Similarly, in Jerusalem, the Al Aqsa Mosque continues to remain closed while the streets of the Old City are eerily quiet. Palestinians living in the occupied East Jerusalem are welcoming the month of Ramadan in this new unusual way while also experiencing the economic uncertainty of the lockdown. 

Despite the trials and tribulations that people around the world are experiencing in this moment of modern world history, Muslims are still determined to ensure that the month of Ramadan and the fasts are experienced in its full form by working around the current obstacles to ensure that the essential spiritual connection is made. 

From having organized youth discussions for men and women about Islamic and current event topics, exchanging recipes on healthy food ideas for suhoor and iftar, FaceTiming friends and family members while beginning and opening your fast, and keeping in contact with friends throughout the day to keep them company if they’re lonely, the Muslim community is unique in finding ways to ensure that people around the world are still able to fulfill the obligations of their religion. 

However, while some areas of the world are in their homes, with their friends and families and at least have a portion of food and water to open their fasts with, there are areas such as Yemen, which is currently experiencing one of the world’s worst humanitarian crises. The Muslims continue to observe the fasts in the month of Ramadan despite the lack of food, water and resources needed for the welfare of the people. 

Currently in Yemen, there have been a total of 10 confirmed cases of COVID-19, two deaths and one recovery. According to a report by Mwatana for Human Rights and Physicians for Human Rights, between the months of March 2015 to December 2018, there were a total of 120 attacks against medical facilities. The brutal and devastating war in Yemen has also taken the lives of over 100,000 people, but yet the blessed month is still welcomed in hopes of finding tranquility in a war zone. 

“What they’ll usually do in Houston is have little basketball tournaments and they’ll be raising funds for Yemen, or Bahrain, or Syria,” said Raza. “I think what we can do now is go a step higher and further.” 

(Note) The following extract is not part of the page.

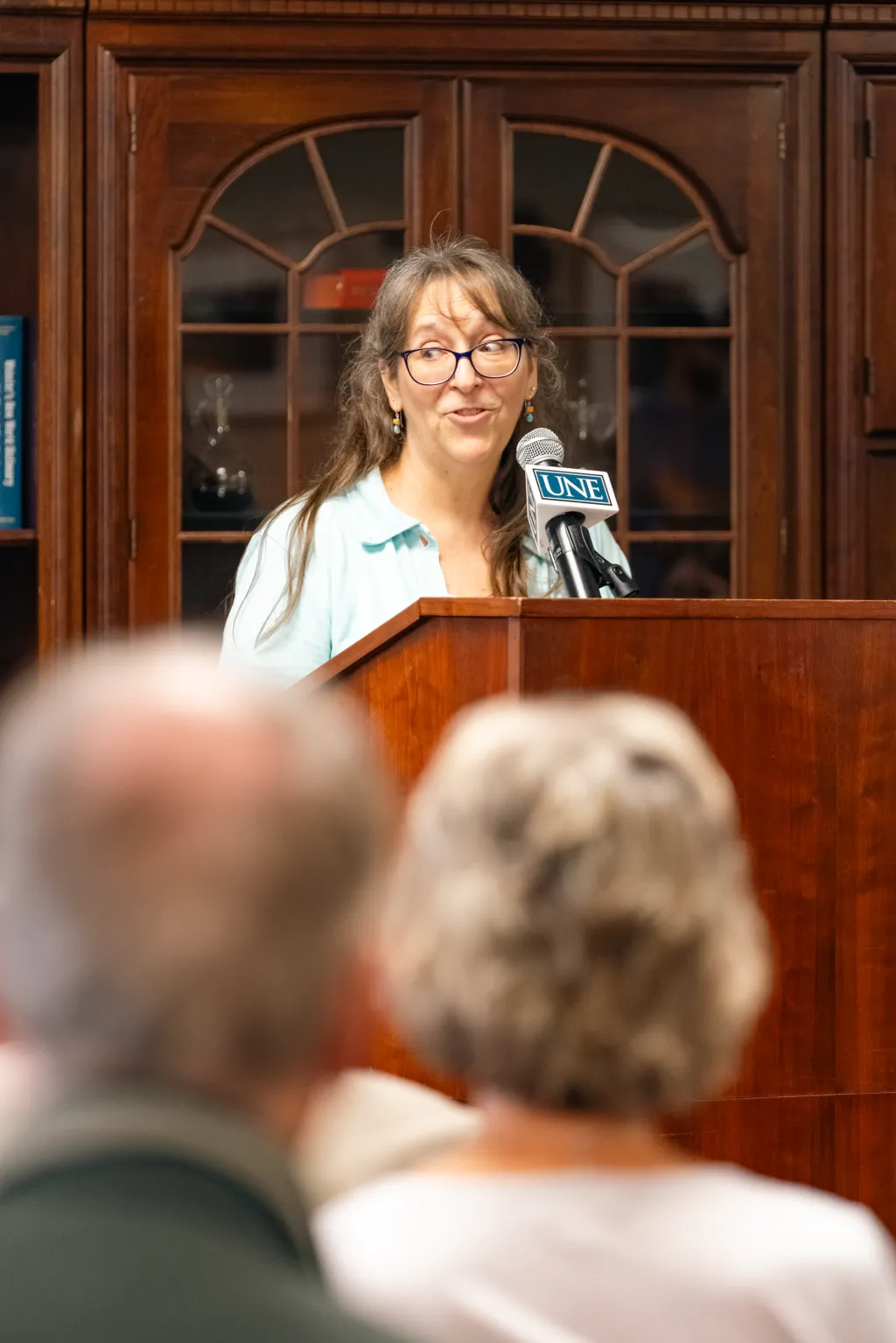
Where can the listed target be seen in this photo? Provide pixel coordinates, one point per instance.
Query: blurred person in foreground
(183, 857)
(572, 929)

 While this trying time brings new challenges never before experienced in history and as doctors, world leaders and people around the world write this new moment of history with their experiences, this Ramadan will become the anchor of spiritual connections, humbleness, generosity, charity and blessings for not only the Muslims, but also the non Muslims as well.

“I think as a community we actually have been taught, and I think [that] this is not new in the life of the Muslim community that once in a while we will be tested,” said Mbengue. “And it is [a] part of our faith.”